Estamos convencidos que a única maneira de acabar com a pesca com redes é estabelecendo normas. As redes de emalhar, diferente dos arrastões, ficam estáticas e capturam os peixes que vem se alimentar na superfície ou perto dela,  ao se aproximarem dos fios acabam ficando enroscados. Acontece que essa rede acaba capturando pequenos peixes, os que estão em período de desova e outros animais que nada tem a ver com a pesca comercial.

A ideia é restringir o acesso, aquisição e o uso de redes e tarrafas de emalhar para uma atividade pesqueira (pescador amador) que a própria Lei já proibiu, mas não restringe, sobrecarregando assim os agentes e os processos de fiscalização.

Se o pescador amador não pode utilizar este tipo de apetrecho conforme a Instrução Normativa Interministerial nº 9, de 13 de junho de 2012, em seu Art. 5º, porque a venda deste produto é totalmente liberada.

 

“Art. 5º Os petrechos de pesca permitidos ao pescador amador são:

 

I – linha de mão;

II – caniço simples;

III – caniço com molinete ou carretilha;

IV – espingarda de mergulho ou arbalete com qualquer tipo de propulsão qualquer tipo de seta;

V – bomba de sucção manual para captura de iscas; ou

VI – puçá – de – siri.

  • 1º Fica permitido o uso de equipamentos de suporte ao pescador para

contenção do peixe, tais como bicheiro, puçá, alicates e similares, desde que não sejam utilizados para pescar.

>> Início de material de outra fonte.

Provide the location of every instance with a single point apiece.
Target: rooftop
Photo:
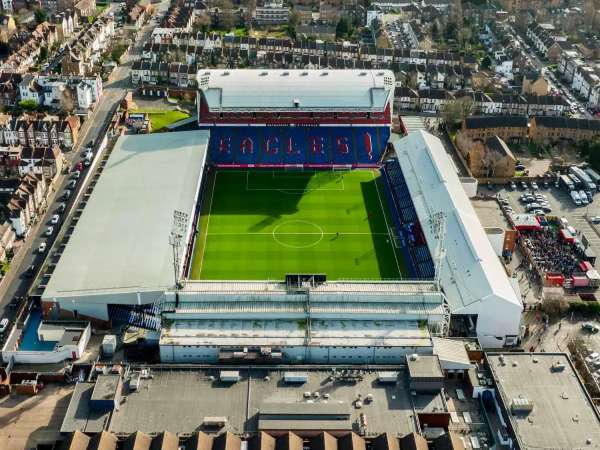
(121, 241)
(169, 401)
(563, 415)
(288, 89)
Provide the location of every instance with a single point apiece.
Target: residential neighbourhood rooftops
(474, 122)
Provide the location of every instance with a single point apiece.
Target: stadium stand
(141, 316)
(411, 237)
(297, 145)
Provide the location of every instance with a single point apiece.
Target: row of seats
(297, 145)
(141, 316)
(407, 216)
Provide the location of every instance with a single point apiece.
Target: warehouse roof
(121, 240)
(563, 415)
(368, 90)
(472, 276)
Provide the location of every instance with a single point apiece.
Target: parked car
(30, 272)
(590, 327)
(3, 325)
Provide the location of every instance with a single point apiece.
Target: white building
(476, 286)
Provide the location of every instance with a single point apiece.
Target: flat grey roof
(79, 416)
(424, 366)
(563, 415)
(121, 241)
(178, 401)
(106, 387)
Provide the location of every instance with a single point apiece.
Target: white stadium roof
(472, 276)
(352, 90)
(120, 245)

  • 2º Fica permitido o uso de puçás ou peneiras de no máximo 50 centímetros em sua região mais larga para a captura de espécies com finalidade ornamental ou de aquariofilia.
  • 3º É vedado o uso de aparelhos de respiração artificial pelo pescador amador durante a pesca.
  • 4º As embarcações que apoiam a pesca ou competições de pesca amadora não poderão portar qualquer tipo de aparelho de ar comprimido ou outros que permitam a respiração artificial subaquática, exceto quando exigido pela autoridade marítima.”

Se alguém que não possui licença legal para o uso de redes e tarrafas e mesmo assim adquiri estes equipamentos, uma vez que não se exige qualquer identificação para tal aquisição, é evidente que a intenção da prática de um ato ilegal e comprometedor aos recursos naturais está em curso.

O referido projeto de lei, visa assegurar em primeiro lugar a proteção de nossos rios e peixes que já estão com sua capacidade de suporte no limite, espera-se também evitar que o dano ambiental e contra a biodiversidade seja praticado, principalmente por aqueles que nem estão resguardados pelos instrumentos legais de pesca vigente no país.